Abasıyanık, klasik öykü yapısını kırarak, Tanzimat’tan beri süregelen giriş, gelişme, düğüm ve sonuç çerçeveli anlatımı özgür bir mecraya taşıdı. Öyküleri, acemice yazılmış gibi görünse de, bu üslup Türk hikâyeciliğinde bir devrim olarak kabul edildi. Onun eserleri, insan ruhunun karmaşasını, doğanın güzelliklerini ve sıradan insanların hikâyelerini derin bir duyarlılıkla işledi.


VEFATI VE MİRASI


Sait Faik Abasıyanık, 5 Mayıs 1954’te geçirdiği kriz sonucu hastaneye kaldırıldı. Yemek borusu kanaması ve kan kaybı nedeniyle komaya giren usta yazar, 11 Mayıs 1954’te hayatını kaybetti. Zincirlikuyu Mezarlığı’na defnedilen Abasıyanık’ın ardından, annesi Makbule Hanım, oğlunun anısını yaşatmak için önemli adımlar attı. 8 Kasım 1954’te hazırladığı vasiyette, mal varlıklarının çoğunu, eserlerinin telif haklarını ve Burgazada’daki köşkün Sait Faik Abasıyanık Müzesi yapılması koşuluyla Darüşşafaka Cemiyeti’ne bıraktı. Ayrıca, oğlu adına her yıl bir hikâye armağanı verilmesini şart koştu.

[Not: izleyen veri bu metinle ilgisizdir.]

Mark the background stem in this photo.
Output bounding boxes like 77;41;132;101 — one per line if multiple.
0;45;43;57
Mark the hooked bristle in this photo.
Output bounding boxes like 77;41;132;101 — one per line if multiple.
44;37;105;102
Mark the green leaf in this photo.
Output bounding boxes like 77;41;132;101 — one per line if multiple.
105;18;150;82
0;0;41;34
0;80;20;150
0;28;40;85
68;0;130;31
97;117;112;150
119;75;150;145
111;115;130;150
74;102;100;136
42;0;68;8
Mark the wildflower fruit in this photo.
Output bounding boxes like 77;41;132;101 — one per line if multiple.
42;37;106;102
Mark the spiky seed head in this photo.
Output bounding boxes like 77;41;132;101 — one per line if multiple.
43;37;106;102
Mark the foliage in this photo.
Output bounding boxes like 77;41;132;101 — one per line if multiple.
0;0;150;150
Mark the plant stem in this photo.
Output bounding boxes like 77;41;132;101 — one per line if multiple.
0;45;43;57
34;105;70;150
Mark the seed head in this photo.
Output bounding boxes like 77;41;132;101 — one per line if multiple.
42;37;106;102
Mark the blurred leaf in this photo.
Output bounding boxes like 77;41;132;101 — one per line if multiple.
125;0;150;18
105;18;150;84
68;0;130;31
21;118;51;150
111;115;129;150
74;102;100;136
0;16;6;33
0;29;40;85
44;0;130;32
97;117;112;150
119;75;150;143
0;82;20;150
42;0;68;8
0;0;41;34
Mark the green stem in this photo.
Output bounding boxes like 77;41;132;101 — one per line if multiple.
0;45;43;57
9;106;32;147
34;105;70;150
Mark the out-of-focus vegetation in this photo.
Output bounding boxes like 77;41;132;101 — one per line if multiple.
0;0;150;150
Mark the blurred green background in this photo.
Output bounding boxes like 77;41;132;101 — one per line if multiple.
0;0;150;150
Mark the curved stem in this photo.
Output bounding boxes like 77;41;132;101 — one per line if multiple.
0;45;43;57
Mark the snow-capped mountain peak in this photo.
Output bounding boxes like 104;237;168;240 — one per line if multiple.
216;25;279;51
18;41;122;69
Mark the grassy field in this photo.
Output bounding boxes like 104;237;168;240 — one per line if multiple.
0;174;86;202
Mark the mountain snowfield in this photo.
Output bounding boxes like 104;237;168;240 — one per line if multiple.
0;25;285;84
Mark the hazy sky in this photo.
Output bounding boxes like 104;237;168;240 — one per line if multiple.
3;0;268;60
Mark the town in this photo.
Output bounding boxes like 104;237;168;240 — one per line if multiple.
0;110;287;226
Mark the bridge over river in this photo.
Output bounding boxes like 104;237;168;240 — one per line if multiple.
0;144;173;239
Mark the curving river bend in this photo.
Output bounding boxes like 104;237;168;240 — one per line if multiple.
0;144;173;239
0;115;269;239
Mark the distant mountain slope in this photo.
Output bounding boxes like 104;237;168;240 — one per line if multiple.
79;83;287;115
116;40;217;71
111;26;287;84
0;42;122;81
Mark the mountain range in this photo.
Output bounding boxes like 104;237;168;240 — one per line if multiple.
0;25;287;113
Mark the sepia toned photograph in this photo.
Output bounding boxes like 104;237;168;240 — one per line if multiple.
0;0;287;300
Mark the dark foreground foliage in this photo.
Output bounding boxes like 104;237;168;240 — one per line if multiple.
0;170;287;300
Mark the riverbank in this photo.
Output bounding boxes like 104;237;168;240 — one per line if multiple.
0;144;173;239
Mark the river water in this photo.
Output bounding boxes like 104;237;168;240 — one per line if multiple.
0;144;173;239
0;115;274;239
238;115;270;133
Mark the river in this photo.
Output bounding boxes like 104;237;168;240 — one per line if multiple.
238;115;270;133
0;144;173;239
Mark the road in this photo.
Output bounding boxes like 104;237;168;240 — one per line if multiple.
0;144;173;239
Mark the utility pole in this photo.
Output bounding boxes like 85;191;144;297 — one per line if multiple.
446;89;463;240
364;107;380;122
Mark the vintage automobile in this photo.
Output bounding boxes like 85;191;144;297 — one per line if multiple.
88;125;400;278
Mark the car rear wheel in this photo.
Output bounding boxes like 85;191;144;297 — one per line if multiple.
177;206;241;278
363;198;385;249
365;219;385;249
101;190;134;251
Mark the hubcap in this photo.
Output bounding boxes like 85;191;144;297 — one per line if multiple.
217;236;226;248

Bu vasiyet doğrultusunda, 1955’ten itibaren “Sait Faik Hikâye Armağanı” düzenlenmeye başladı. Türk öykücülüğüne değerli isimler kazandıran bu ödül, Sait Faik’in edebiyat dünyasındaki etkisini günümüzde de sürdürmesini sağlıyor. Burgazada’daki köşk ise bugün Sait Faik Abasıyanık Müzesi olarak ziyaretçilerini ağırlıyor.


SAİT FAİK’İN EDEBİYAT MİRASI


Sait Faik Abasıyanık, Türk edebiyatında bir dönüm noktası olarak kabul edilir. Onun öyküleri, sıradan insanların yaşamlarını, doğanın güzelliklerini ve insan ruhunun derinliklerini sade ama etkileyici bir dille anlatır. Geleneksel hikâye anlayışını yıkarak özgür bir anlatım tarzı geliştiren yazar, Türk hikâyeciliğine modern bir soluk getirdi. Eserleri, yalnızlık, insan sevgisi, doğa ve özgürlük temaları etrafında şekillenirken, her bir satırında yazarın duyarlı ve hüzünlü dünyası hissedilir.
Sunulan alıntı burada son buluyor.